A saída, então, seria focar em projetos que possam alavancar os pontos fortes e elevar os investimentos estrangeiros no Brasil, Argentina, Uruguai, Paraguai e Venezuela. Uma vez que a dissociação do grupo é impensável e “só traz mais problemas”.

“O Mercosul tem uma vocação energética e agroalimentar enorme, por exemplo, e não dialoga sobre políticas para esses setores ou sobre como atrair investimentos estrangeiros para projetos da região”, ressaltou o embaixador.

“Os governos têm a possibilidade de fazer diálogos incríveis sobre o tema e assim formular planos econômicos que possam ultrapassar as fronteiras políticas e chegar a opções econômicas eficientes. Acredito mesmo que a saída é ressuscitar, revigorar o bloco baseando o diálogo nesses dois setores, com vista a sua interação no mercado mundial.”

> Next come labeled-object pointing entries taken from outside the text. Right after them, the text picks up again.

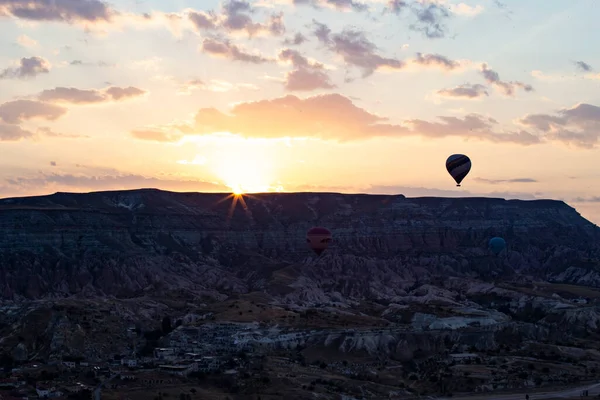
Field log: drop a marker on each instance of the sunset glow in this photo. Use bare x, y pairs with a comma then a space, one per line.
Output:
359, 96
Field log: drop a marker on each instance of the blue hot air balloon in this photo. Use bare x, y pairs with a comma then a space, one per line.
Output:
496, 245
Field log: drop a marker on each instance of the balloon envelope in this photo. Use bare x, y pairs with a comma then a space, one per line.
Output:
496, 245
458, 166
318, 239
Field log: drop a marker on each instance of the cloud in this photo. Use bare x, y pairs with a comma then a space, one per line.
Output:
498, 181
235, 17
28, 68
472, 126
26, 41
91, 64
156, 135
213, 85
69, 11
66, 95
465, 9
340, 5
436, 60
561, 77
430, 19
583, 66
578, 126
17, 111
47, 132
297, 40
306, 75
396, 6
188, 87
13, 133
47, 182
507, 88
466, 91
428, 192
225, 49
319, 117
593, 199
355, 49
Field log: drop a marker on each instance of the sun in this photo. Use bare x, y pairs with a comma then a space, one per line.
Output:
245, 170
237, 190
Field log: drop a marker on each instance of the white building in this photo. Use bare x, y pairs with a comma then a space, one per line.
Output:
130, 362
179, 369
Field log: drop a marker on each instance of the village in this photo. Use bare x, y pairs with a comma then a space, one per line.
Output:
237, 351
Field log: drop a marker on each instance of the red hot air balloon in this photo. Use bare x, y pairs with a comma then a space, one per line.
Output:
318, 239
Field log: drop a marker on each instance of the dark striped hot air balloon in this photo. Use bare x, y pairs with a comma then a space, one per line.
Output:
318, 239
458, 166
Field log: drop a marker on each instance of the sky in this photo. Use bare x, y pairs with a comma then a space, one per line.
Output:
346, 96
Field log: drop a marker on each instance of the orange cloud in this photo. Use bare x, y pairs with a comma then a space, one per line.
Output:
329, 117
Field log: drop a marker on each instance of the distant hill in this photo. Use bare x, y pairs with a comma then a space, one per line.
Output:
123, 243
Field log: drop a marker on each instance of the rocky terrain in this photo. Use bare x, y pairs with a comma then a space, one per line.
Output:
405, 281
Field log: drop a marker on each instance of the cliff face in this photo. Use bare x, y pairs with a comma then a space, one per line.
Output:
126, 243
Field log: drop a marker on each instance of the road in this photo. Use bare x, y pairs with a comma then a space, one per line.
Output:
594, 390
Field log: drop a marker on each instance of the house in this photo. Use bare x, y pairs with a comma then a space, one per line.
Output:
207, 364
167, 353
69, 364
127, 376
131, 363
43, 393
153, 379
183, 369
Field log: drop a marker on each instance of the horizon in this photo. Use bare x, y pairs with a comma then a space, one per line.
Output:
321, 96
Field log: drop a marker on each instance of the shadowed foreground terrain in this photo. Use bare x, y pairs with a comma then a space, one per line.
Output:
407, 301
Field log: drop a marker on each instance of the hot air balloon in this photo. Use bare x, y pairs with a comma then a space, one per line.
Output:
458, 166
318, 239
496, 245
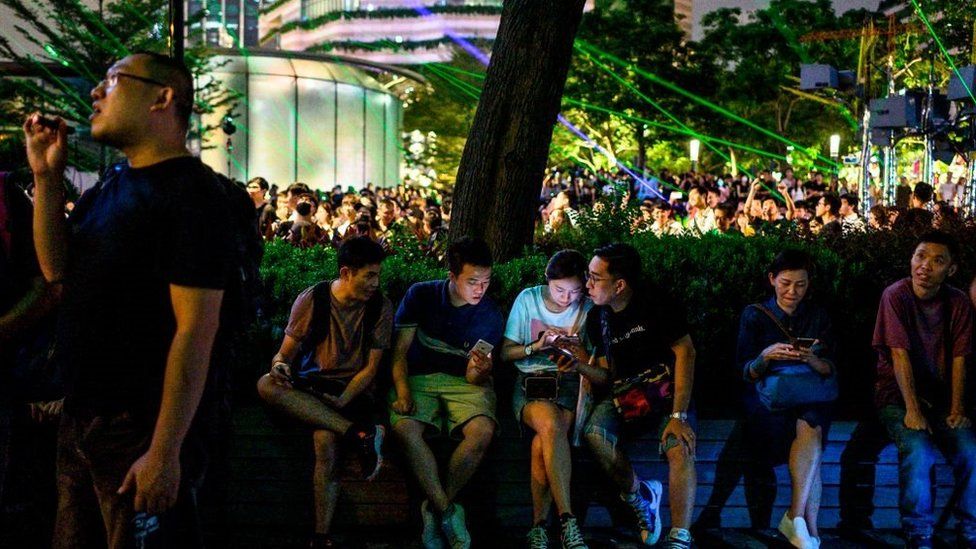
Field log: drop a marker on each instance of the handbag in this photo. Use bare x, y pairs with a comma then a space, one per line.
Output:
794, 384
641, 395
649, 392
541, 386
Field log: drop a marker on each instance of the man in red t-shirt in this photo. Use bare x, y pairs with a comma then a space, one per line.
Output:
923, 336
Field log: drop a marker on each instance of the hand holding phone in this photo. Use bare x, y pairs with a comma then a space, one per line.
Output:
804, 343
482, 347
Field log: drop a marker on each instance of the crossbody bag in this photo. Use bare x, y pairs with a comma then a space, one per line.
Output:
794, 384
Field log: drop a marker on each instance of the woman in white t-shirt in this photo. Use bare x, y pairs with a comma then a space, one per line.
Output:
544, 318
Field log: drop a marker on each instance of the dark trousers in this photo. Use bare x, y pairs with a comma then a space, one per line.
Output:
858, 464
94, 455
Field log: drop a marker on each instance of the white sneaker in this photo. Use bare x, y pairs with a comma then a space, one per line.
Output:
646, 503
796, 532
431, 536
537, 538
454, 528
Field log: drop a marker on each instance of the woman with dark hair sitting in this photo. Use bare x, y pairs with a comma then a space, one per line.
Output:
544, 319
785, 353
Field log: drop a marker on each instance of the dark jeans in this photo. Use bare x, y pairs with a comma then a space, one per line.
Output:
94, 454
917, 452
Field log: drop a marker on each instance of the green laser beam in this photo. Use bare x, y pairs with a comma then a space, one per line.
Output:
666, 127
717, 108
665, 112
928, 25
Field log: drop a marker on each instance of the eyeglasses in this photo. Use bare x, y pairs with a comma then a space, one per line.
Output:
112, 78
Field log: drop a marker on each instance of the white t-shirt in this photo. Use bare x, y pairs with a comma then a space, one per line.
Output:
530, 317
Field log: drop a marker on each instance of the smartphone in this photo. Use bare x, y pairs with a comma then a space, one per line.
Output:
481, 346
564, 341
805, 342
559, 351
282, 370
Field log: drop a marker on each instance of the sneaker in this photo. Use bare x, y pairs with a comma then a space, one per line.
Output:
431, 536
321, 541
795, 531
371, 451
537, 538
454, 529
570, 534
645, 502
919, 542
678, 538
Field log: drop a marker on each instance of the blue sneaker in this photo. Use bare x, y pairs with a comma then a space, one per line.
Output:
646, 502
678, 538
919, 542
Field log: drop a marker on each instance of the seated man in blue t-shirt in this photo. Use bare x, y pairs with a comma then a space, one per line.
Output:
443, 384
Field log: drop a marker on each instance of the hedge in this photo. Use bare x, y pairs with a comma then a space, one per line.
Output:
381, 13
714, 276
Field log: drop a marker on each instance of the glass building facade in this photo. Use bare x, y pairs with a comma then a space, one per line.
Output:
302, 119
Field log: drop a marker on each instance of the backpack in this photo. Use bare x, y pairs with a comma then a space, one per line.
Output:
242, 304
320, 324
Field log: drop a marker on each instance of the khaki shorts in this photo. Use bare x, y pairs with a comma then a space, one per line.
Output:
445, 402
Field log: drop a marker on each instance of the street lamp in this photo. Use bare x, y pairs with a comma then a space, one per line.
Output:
694, 148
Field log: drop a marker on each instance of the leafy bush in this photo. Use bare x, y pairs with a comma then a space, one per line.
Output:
714, 276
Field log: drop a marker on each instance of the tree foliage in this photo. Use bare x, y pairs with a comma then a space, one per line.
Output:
77, 45
643, 33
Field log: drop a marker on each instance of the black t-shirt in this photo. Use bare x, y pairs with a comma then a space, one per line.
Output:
18, 269
915, 219
131, 237
641, 335
18, 262
266, 218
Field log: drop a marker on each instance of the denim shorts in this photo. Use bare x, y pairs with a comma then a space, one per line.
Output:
566, 398
605, 421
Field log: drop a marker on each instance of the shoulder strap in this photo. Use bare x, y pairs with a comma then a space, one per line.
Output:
605, 335
579, 318
947, 330
775, 320
320, 323
6, 237
371, 318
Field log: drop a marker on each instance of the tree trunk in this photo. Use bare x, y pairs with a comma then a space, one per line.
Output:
500, 175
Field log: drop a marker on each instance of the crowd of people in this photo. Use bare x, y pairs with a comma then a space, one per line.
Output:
143, 268
697, 204
596, 361
675, 205
305, 217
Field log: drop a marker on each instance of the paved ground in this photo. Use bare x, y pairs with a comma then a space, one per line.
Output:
606, 538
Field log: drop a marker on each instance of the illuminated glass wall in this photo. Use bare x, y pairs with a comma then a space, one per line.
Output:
303, 120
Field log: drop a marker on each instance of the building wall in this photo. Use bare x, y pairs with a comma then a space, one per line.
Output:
306, 128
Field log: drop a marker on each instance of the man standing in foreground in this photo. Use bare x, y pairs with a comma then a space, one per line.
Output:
142, 260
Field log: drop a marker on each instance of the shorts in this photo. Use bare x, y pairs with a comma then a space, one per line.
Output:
605, 421
362, 409
567, 395
445, 403
770, 434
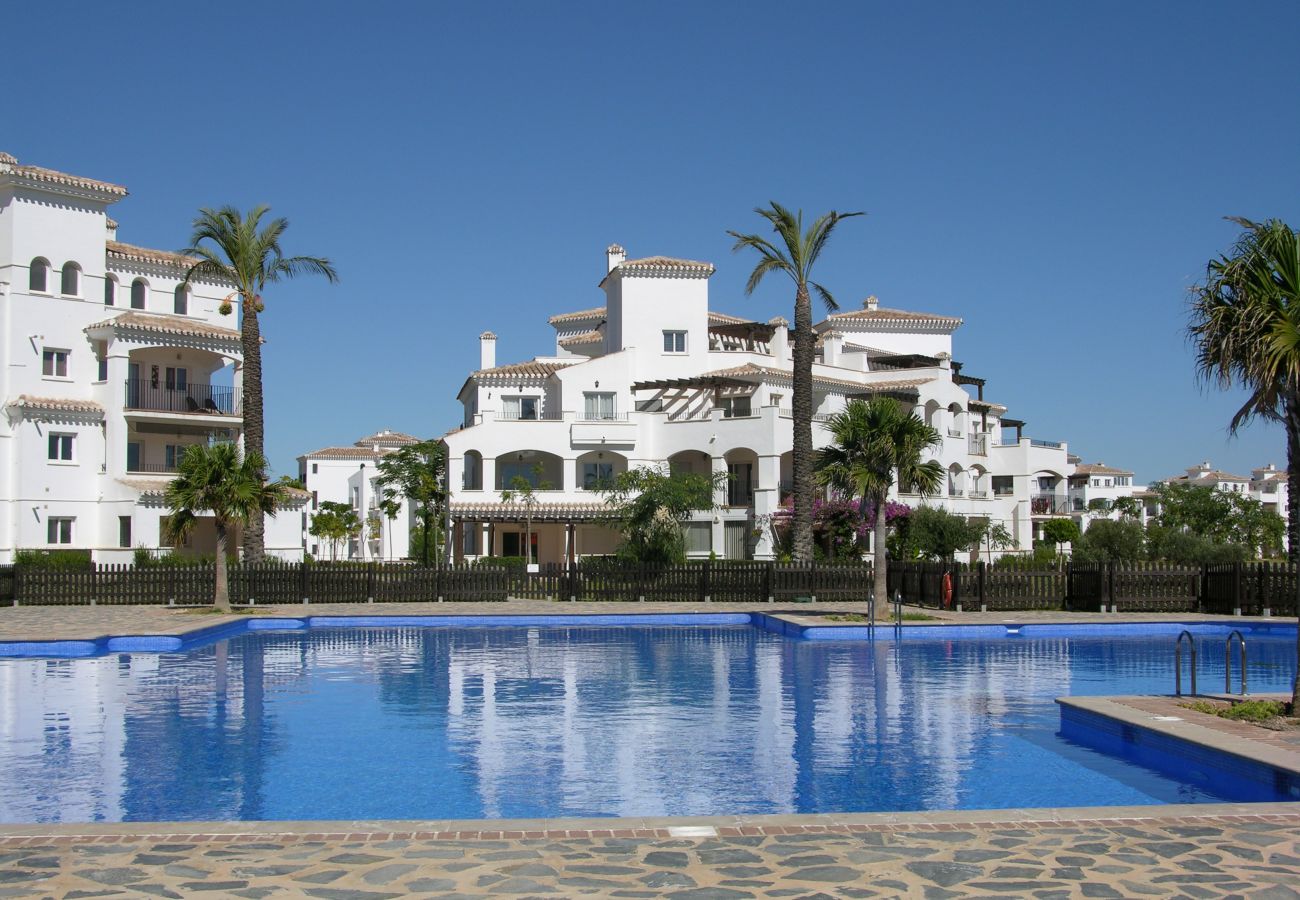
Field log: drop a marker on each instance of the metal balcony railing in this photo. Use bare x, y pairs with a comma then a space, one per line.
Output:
198, 398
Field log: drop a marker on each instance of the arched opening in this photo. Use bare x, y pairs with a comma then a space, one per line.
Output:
544, 471
597, 470
472, 477
38, 276
70, 280
741, 476
956, 480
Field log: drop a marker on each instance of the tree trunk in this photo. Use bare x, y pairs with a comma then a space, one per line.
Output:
250, 338
221, 593
1292, 423
879, 554
801, 410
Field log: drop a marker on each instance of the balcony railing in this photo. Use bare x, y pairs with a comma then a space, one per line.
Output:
198, 398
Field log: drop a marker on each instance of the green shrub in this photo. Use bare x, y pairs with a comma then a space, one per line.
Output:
57, 559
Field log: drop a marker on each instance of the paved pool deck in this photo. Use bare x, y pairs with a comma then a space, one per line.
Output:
1171, 851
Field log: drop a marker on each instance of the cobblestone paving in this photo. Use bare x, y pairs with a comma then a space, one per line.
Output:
1229, 856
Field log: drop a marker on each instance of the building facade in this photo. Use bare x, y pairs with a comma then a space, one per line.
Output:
654, 377
112, 368
350, 475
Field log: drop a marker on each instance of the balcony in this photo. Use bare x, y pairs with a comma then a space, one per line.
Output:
191, 398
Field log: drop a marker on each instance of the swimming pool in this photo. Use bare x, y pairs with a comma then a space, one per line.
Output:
356, 718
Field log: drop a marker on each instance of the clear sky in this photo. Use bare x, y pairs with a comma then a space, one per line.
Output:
1053, 173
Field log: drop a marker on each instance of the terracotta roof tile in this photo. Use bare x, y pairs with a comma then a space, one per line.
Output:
163, 324
55, 405
129, 251
9, 164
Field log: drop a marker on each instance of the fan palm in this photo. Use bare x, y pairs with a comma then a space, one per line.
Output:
233, 247
216, 480
794, 251
1246, 325
875, 445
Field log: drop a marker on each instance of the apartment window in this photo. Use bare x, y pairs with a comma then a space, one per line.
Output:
735, 407
598, 406
59, 529
60, 448
675, 342
520, 407
38, 276
53, 363
597, 476
70, 280
698, 536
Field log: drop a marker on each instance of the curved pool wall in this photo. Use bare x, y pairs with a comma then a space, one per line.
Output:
73, 649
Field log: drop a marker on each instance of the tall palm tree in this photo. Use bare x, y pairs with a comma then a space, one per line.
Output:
238, 249
874, 445
216, 480
1246, 325
794, 251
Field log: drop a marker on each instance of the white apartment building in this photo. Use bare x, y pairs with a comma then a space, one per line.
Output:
111, 370
654, 377
350, 475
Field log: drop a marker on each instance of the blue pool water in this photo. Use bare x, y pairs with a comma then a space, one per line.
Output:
525, 721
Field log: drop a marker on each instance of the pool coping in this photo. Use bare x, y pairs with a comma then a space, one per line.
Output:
649, 827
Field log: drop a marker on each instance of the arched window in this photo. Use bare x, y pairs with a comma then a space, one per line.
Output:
38, 276
70, 282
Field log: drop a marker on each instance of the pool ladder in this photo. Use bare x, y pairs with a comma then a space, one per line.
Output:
1227, 662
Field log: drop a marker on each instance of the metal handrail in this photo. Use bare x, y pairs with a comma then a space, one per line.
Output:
1178, 662
1227, 662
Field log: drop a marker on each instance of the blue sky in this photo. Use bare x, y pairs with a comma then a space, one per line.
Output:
1053, 173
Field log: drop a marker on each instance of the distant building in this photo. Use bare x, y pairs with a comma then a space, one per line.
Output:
112, 368
350, 475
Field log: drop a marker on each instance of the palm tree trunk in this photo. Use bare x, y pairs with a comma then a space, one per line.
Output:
1292, 423
879, 555
801, 411
250, 338
221, 593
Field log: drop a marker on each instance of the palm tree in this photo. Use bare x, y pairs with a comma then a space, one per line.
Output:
794, 252
215, 480
237, 249
874, 445
1246, 325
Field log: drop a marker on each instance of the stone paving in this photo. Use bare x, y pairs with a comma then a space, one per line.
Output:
1130, 856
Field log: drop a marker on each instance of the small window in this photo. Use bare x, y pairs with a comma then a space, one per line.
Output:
53, 363
38, 276
70, 282
59, 529
60, 448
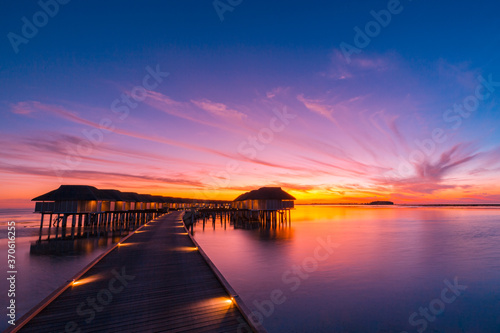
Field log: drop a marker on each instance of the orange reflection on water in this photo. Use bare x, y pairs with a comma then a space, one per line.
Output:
86, 280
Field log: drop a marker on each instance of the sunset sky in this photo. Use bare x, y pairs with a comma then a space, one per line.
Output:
164, 97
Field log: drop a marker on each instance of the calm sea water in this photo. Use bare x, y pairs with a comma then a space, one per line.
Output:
367, 269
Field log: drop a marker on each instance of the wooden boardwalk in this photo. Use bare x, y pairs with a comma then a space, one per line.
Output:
155, 281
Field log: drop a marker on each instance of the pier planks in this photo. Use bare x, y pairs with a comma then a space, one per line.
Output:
155, 282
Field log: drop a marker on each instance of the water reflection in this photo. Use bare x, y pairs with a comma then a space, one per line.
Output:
390, 262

Para o presidente do Coscex, embaixador Rubens Barbosa, é importante que o setor privado, por meio de entidades setoriais e representativas, seja o primeiro a pontuar ideias, traduzir pensamentos e formular estratégias de médio e longo prazo que envolvam os setores de energia e agronegócio. Porém, a participação do governo é essencial para o avanço prático e início dos resultados.

“Não adianta preparamos estudos e o governo – sem visão a longo prazo – não apoiar. Deste modo a iniciativa se perde porque, pois mais que queira, não há como o setor privado implementar isso sozinho”, afirmou Barbosa.